Toutes ces expressions remontent au début du XXe siècle et puisent leurs sources dans l'argot des casernes et des prisons.

Dans l'administration pénitentiaire ou à l'armée, en effet, le "Matricule" désigne d'abord : le registre où sont inscrits et répertoriés les noms des prisonniers ou soldats, avec leur numéro d'inscription sur ce registre matricule.

Et, par extension : le prisonnier ou le soldat lui-même.

"Pour son grade" ou "Pour son matricule" s'emploie donc à la place de "pour lui".

En terme de niveaux de langage :

  • "En prendre pour son grade", "Barder pour son matricule" et "En prendre pour son matricule" relèvent du registre familier,
  • tandis que "Chier pour son matricule" appartient au registre vulgaire ainsi qu'au registre scatologique.

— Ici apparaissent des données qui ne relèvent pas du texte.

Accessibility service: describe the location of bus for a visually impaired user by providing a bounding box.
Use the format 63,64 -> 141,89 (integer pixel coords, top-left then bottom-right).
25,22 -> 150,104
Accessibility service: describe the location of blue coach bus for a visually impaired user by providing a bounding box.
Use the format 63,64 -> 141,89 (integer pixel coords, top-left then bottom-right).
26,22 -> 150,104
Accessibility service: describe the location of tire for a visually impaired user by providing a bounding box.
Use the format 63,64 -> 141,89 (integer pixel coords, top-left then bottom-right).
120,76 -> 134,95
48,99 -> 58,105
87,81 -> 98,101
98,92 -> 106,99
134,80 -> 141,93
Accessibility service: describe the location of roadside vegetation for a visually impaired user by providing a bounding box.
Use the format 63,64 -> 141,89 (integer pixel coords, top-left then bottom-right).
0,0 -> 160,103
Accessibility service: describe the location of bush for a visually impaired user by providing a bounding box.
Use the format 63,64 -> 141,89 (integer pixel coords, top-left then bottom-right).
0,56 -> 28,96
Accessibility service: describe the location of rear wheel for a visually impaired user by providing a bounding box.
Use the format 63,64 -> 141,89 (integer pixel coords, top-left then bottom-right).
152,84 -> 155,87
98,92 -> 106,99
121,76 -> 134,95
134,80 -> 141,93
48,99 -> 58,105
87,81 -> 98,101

Sources : www.languefrancaise.net et expressions-francaises.fr

"Des nouvelles du front".

Cette formule en forme d'idiotisme militaire ne s'utilise fort heureusement plus aujourd'hui, en France, qu'au sens figuré, lorsque l'on demande à quelqu'un "Quelles sont les nouvelles du front ?", ce qui signifie simplement "Quelles sont les nouvelles ?".

"Quelles sont les nouvelles du front ?" s'emploie notamment lorsque l'on parle par exemple d'un projet ou d'une chose relativement complexe, occasionnant fréquemment des difficultés : la construction d'une maison, le lancement d'une société, l'organisation d'un spectacle, un déménagement, une expatriation, etc.